David “Clay” Mettens came to the University in 2015 following a masters degree from the Eastman School of Music and an undergraduate degree in composition and clarinet performance from the University of South Carolina. He studies with Anthony Cheung, Sam Pluta, and Augusta Read Thomas.

Recognitions of Mettens’ work include a commission from the American Opera Initiative and selection of his piece “Sleeping I am carried...” by the Underwood New Music Readings and the 2015 [‘tactus] Young Composers Forum with the Brussels Philharmonic. Other awards include the 2018 Heckscher Foundation Composition Prize, the 2018 Salvatore Martirano Composition Competition first prize, and a 2016 ASCAP Morton Gould Young Composer Award. His music has been performed around the world by ensembles including the Brussels Philharmonic, L’orchestra philharmonique de Radio France, the Tonkünstler Orchestra, Spektral Quartet, and Yarn/Wire.

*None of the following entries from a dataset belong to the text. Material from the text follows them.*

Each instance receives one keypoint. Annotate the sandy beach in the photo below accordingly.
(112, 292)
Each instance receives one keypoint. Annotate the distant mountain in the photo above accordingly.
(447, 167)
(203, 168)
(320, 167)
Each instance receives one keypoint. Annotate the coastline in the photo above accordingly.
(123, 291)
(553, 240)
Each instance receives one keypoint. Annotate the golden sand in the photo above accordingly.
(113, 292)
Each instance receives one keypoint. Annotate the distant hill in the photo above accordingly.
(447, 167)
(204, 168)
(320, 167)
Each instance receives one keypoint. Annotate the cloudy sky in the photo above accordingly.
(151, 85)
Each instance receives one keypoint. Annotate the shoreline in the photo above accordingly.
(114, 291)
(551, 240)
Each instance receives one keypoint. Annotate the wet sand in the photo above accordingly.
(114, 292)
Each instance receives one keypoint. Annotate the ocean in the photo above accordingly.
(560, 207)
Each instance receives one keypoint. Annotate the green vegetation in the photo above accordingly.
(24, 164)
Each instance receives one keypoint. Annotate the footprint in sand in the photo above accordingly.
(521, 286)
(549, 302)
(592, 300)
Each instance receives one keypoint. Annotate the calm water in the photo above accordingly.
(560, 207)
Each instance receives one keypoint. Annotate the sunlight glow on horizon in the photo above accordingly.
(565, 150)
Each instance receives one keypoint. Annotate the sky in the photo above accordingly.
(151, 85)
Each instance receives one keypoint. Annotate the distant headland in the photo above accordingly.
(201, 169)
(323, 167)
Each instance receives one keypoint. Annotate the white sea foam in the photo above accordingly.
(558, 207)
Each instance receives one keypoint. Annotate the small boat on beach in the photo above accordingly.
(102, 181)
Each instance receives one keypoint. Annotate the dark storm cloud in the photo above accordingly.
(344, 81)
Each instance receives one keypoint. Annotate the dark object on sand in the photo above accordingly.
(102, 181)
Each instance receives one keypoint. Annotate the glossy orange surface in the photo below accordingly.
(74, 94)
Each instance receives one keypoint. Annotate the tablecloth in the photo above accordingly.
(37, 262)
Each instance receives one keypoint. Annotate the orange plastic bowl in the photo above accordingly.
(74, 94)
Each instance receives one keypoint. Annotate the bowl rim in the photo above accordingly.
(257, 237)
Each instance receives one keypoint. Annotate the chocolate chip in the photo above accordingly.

Mettens’ submissions for the Charles Ives Scholarship included his work Gilded Scenes, written for the Civic Orchestra of Chicago, and Un-Masqued, composed for the Cincinnati College-Conservatory of Music Wind Ensemble. Un-Masqued was a commission to commemorate the 50th anniversary of the Stonewall Riots. In his program note for the piece, Mettens notes that even amidst recent achievements for LGBTQ equality and representation, the queer community contends with a level of precarity. The piece “begins as a party,” says Mettens, but one-by-one, small groups of instruments refuse to conform. These groups slowly “unmask” themselves before gradually regrouping into a multicolored collage that celebrates their unique identities.